Its getting harder and harder to find this side of the water so I'm just wonder for those that use (can still find it) where do you buy your super unleaded??

John


----------



## Simply Clean

Tescos :thumb:


----------



## *rob*

Harvest energy up the road from me, but if I get to a tesco when it needs filling ill use momentum99


----------



## nick3814

Shell V power, don't touch anything else, plenty of it available here, up north.


----------



## Ronnie

Pretty much every station in portadown sells it


----------



## iPlod999

Shell V Power for me too.


----------



## Neil A

Sainos. Never had any problems. Nectar points too!


----------



## Avanti

Sainsburys when nearby otherwise it's Shell, when I used the Tesco one , the engine light would appear on occasionally


----------



## BoostJunky86

It's very high octane Tesco momentum. Have heard horror stories of the fuel causing issues due to ethanol levels. But I'm no chemist I just know it doesn't seem to do mine any harm?!

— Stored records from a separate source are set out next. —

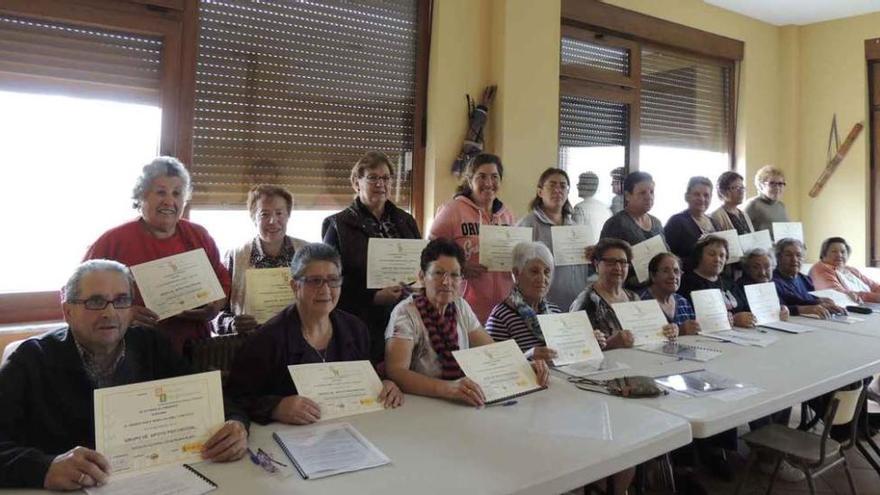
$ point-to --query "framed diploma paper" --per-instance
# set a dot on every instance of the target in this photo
(500, 369)
(393, 261)
(267, 292)
(496, 245)
(174, 284)
(571, 336)
(340, 389)
(159, 423)
(570, 244)
(644, 319)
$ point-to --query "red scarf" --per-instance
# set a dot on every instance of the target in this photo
(443, 334)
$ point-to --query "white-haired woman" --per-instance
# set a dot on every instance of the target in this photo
(160, 194)
(516, 316)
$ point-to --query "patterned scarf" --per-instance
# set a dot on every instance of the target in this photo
(516, 301)
(443, 334)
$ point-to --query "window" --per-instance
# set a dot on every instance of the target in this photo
(293, 93)
(647, 94)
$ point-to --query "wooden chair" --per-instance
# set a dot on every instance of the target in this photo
(810, 452)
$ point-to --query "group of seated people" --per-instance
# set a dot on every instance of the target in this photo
(111, 338)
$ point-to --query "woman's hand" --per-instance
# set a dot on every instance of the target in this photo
(143, 317)
(690, 327)
(744, 319)
(472, 270)
(541, 353)
(243, 324)
(542, 372)
(391, 396)
(465, 390)
(296, 410)
(623, 338)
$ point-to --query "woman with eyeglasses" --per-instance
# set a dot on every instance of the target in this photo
(476, 203)
(371, 214)
(428, 326)
(664, 276)
(311, 330)
(728, 216)
(767, 207)
(550, 207)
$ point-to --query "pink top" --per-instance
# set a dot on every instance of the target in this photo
(460, 220)
(132, 244)
(825, 276)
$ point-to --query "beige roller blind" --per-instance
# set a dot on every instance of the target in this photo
(292, 93)
(57, 58)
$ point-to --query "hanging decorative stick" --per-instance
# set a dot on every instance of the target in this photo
(832, 164)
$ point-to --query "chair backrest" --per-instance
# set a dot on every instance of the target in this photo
(214, 353)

I avoid BP ultimate wherever possible as its makes my car run a bit lumpy(or lumper than hairy cams in a old ford engine anyway) 

Does seem to spit more flames on shell mind not ideal but good fun lol!!


----------



## MEH4N

V Power from shell.


----------



## Jmax

Does nobody check to see what category a thread is posted in?


----------



## alan_mcc

Tesco Momentum99 is my prefered "super"..


----------



## iPlod999

Jmax said:


> Does nobody check to see what category a thread is posted in?


Oops. Nope.


----------



## Junior Bear

only v power will do it, i dont touch anything else


more power, more miles!


----------



## Franzpan

Simply Clean said:


> Tescos :thumb:





*rob* said:


> Harvest energy up the road from me, but if I get to a tesco when it needs filling ill use momentum99





nick3814 said:


> Shell V power, don't touch anything else, plenty of it available here, up north.





iPlod999 said:


> Shell V Power for me too.





Neil A said:


> Sainos. Never had any problems. Nectar points too!





Mehan said:


> V Power from shell.





alan_mcc said:


> Tesco Momentum99 is my prefered "super"..





Junior Bear said:


> only v power will do it, i dont touch anything else
> 
> more power, more miles!


Can't get momentum99 in Ireland and Shell don't operate here.

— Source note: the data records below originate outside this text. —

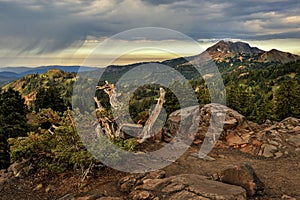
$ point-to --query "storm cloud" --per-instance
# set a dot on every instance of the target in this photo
(49, 25)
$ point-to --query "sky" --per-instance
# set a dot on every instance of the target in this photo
(65, 32)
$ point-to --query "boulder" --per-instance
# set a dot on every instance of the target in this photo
(233, 123)
(244, 176)
(184, 186)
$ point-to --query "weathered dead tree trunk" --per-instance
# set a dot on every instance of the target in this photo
(108, 124)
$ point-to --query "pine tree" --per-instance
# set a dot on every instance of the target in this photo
(287, 99)
(13, 122)
(50, 98)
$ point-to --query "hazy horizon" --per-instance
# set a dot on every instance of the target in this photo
(36, 33)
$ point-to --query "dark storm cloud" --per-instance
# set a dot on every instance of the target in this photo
(50, 25)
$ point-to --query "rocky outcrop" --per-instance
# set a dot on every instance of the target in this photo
(267, 140)
(184, 186)
(243, 175)
(235, 128)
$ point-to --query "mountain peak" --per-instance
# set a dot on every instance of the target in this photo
(228, 48)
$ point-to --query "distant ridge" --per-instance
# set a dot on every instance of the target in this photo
(224, 50)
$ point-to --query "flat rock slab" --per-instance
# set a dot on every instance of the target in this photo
(191, 186)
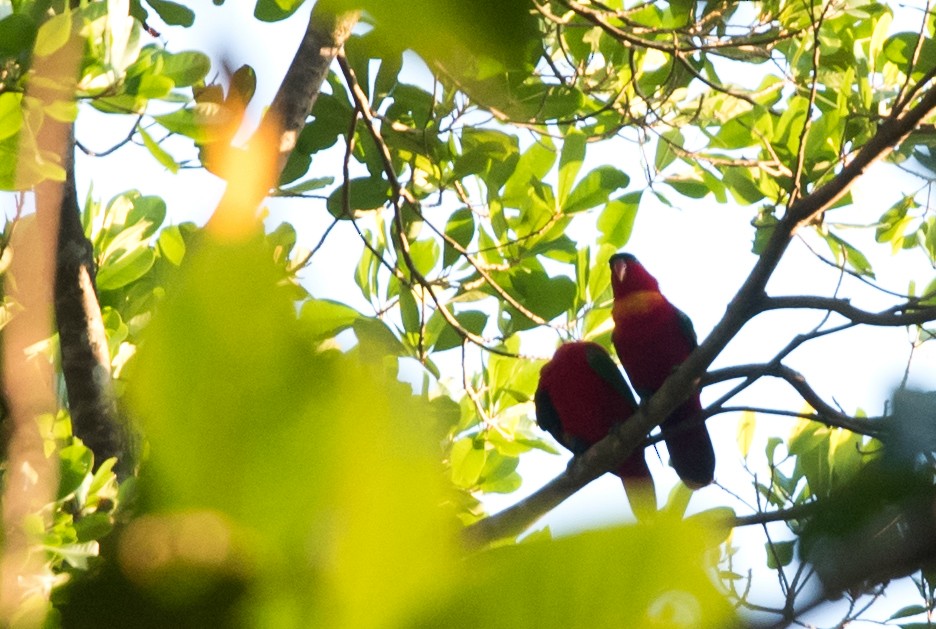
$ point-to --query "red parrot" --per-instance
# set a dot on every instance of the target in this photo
(580, 397)
(653, 337)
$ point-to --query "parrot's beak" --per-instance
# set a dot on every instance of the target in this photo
(619, 269)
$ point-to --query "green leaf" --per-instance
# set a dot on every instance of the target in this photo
(364, 194)
(11, 116)
(74, 466)
(185, 68)
(162, 156)
(17, 35)
(275, 10)
(53, 34)
(425, 255)
(746, 427)
(173, 13)
(906, 612)
(471, 320)
(409, 311)
(852, 256)
(170, 245)
(570, 161)
(125, 268)
(467, 460)
(570, 582)
(323, 318)
(779, 554)
(204, 123)
(460, 227)
(529, 172)
(595, 188)
(665, 155)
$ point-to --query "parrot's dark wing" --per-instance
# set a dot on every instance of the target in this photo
(600, 362)
(546, 416)
(685, 326)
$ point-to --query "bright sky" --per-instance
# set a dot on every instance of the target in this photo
(699, 252)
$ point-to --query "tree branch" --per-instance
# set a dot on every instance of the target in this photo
(904, 314)
(82, 337)
(619, 444)
(829, 415)
(251, 178)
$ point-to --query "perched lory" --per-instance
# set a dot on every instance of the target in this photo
(652, 337)
(580, 397)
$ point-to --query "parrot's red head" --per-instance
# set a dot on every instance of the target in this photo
(628, 275)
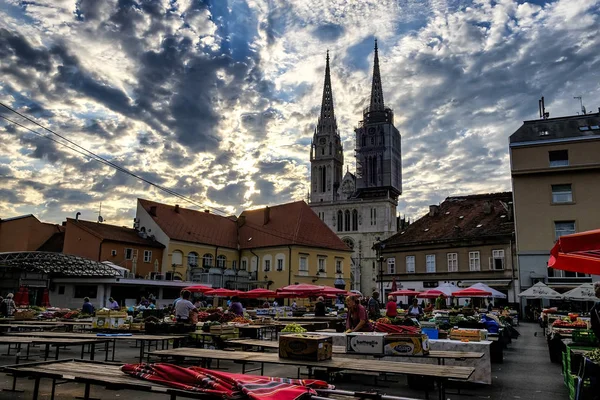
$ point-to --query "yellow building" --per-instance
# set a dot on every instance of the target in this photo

About the only big brand one available is BP. Maxol have super too but its more expensive than BP near me. Both 97ron. Never seen a 99ron fuel over here


----------



## Junior Bear

Fifth gear did tests on the fuel brands twice and both times only v power made the worthwhile difference

Bp ultimate was always most disappointing iirc


Their tests aren't gospel though


----------



## Paddy_R

I'll give a northern Ireland based answer. BP ultimate for me, car runs a bit smoother and I get around 30-35 miles extra per tank over the likes of tracks standard stuff.


----------



## ShiningScotsman

SHell Vpower here or if I am in Yorkshire and get caught short Total Excellum (not sure thats how its spelt but Totals Premium Unleaded


----------



## dooka

Shell or BP..
I don't like using supermarket fuel, generally stuffed full of ethanol, which isn't the best. Although it looks like our fuel will soon have 10% as a minimum..

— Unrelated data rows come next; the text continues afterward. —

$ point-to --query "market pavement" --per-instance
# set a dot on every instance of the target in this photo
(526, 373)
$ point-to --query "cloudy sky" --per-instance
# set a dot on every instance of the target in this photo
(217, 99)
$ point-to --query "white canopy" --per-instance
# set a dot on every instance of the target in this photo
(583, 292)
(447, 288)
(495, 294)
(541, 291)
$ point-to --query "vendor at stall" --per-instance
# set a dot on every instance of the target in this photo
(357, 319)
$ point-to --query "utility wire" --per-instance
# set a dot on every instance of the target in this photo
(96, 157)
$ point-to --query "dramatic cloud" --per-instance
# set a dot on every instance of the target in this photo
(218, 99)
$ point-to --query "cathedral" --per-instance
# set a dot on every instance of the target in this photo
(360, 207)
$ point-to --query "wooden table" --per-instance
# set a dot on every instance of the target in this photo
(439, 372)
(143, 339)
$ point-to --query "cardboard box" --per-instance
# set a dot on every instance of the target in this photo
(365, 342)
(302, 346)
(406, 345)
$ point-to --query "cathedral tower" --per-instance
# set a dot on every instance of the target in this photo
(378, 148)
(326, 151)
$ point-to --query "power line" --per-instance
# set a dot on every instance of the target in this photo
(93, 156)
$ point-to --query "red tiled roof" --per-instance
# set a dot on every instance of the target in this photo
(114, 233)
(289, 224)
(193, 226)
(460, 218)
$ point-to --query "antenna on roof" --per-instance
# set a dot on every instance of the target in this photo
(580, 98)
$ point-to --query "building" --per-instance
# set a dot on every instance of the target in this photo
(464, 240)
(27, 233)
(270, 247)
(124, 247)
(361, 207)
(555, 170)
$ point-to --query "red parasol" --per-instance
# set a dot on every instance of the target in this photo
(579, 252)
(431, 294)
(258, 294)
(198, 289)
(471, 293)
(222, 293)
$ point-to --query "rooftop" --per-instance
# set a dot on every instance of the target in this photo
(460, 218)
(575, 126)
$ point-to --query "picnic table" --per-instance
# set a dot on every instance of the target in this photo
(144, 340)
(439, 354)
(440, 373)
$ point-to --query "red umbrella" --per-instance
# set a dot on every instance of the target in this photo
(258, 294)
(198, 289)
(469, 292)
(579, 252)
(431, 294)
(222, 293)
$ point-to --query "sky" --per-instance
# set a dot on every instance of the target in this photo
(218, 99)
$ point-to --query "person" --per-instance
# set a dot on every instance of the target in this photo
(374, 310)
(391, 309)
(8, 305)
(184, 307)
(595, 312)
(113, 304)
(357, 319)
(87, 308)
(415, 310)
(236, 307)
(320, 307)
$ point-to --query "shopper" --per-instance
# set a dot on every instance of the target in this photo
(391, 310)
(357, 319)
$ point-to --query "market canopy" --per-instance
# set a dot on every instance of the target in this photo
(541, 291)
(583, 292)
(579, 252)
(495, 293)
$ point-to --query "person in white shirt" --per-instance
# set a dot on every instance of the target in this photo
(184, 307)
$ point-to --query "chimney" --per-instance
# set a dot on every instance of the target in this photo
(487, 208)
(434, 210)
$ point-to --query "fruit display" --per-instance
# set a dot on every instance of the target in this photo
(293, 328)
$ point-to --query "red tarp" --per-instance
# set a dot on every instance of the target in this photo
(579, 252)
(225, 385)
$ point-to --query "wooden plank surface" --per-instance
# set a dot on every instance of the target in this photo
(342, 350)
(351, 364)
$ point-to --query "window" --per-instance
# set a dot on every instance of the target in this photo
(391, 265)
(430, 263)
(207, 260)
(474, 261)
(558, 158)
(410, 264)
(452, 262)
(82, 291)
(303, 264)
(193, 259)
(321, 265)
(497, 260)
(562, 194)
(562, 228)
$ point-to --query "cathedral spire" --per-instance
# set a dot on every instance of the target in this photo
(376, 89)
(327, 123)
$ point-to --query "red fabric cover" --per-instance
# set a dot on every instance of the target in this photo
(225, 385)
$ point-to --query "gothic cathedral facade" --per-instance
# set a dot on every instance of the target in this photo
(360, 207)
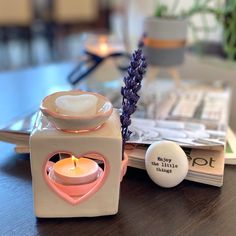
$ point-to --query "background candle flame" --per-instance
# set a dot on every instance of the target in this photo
(74, 160)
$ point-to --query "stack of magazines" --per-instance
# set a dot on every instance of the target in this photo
(193, 116)
(196, 118)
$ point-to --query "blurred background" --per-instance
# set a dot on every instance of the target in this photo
(35, 32)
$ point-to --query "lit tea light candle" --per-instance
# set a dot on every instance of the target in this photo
(73, 171)
(77, 105)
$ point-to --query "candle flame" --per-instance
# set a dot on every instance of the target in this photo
(74, 160)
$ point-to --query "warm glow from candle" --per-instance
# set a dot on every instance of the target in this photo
(74, 160)
(103, 48)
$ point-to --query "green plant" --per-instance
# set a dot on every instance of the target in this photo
(224, 13)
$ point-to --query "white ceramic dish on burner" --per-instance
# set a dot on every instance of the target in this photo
(73, 123)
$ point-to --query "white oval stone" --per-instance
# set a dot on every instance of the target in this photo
(166, 163)
(77, 105)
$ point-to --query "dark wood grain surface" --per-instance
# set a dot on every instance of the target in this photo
(145, 208)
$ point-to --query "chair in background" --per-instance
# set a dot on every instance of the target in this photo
(15, 23)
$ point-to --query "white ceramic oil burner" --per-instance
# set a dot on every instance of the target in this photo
(76, 156)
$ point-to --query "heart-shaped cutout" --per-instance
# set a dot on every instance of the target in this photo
(77, 105)
(75, 193)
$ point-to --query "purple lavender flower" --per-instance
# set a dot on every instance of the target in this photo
(129, 91)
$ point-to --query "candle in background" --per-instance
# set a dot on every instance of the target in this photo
(77, 105)
(73, 171)
(102, 47)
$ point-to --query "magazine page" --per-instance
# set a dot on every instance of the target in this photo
(194, 116)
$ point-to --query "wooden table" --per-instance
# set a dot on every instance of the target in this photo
(145, 208)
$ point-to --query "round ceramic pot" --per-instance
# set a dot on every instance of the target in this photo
(165, 40)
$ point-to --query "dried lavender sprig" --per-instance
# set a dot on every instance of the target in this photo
(129, 91)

Shell V-Power diesel is a waste of time, no power gains, although full of cleaners so cleans well. BP Ultimate Diesel on the other hand gives a noticeable boost in the van ..


----------



## rbj*rbj

Tesco


----------



## Ric

Jmax said:


> Does nobody check to see what category a thread is posted in?


Appears not


----------



## jdquinn

I'm pretty sure texaco in Dungannon do super don't use it myself though, I've never had any problems using good old standard 95 ron, if it ain't broke don't fix it and definately don't waste money on it. Unless your car is tuned for higher octane its a waste of time and money in my opinion. I have tried it and noticed little to no difference in the past. You pays your money


----------



## tarbyonline

Sainsburys or Texaco on the occasions I do fill up with it. IIRC the maxol super uses bio ethanol and is only available down south but could be wrong. Apparently the tax across the border is very high on super which is why not many do it over here and the maxol stuff isn't officially super as a result but could just be the normal internet misinformation.


----------



## Guitarjon

Shell v power for me too. I'm quite happy shell have taken over a lot of the total garages in the area as I always felt excellium never did as much for me as v power does. Some of the total garage owners were a but greedy too and really ramped up the price for excellium as much as 12p from standard petrol.


----------



## ShiningScotsman

+1 for Shell V Power - sorry if I am repeating here but I remember a test done on Fifth Gear using a Golf where they tested 4 or five super unleaded fuels.

First place was Shell V Power showing the most gains but it was still very slight over normal fuel.
BP & Esso I think it was or maybe Total were as good as showing no difference at all.
And there was a supermarket premium fuel tested - Asda I think and it was the same.

It is all I run in my cars as its not just about the gains its about the quality of the fuel and its cleaning properties as well - if you have a large or a performance petrol engine then I think it makes sense.


----------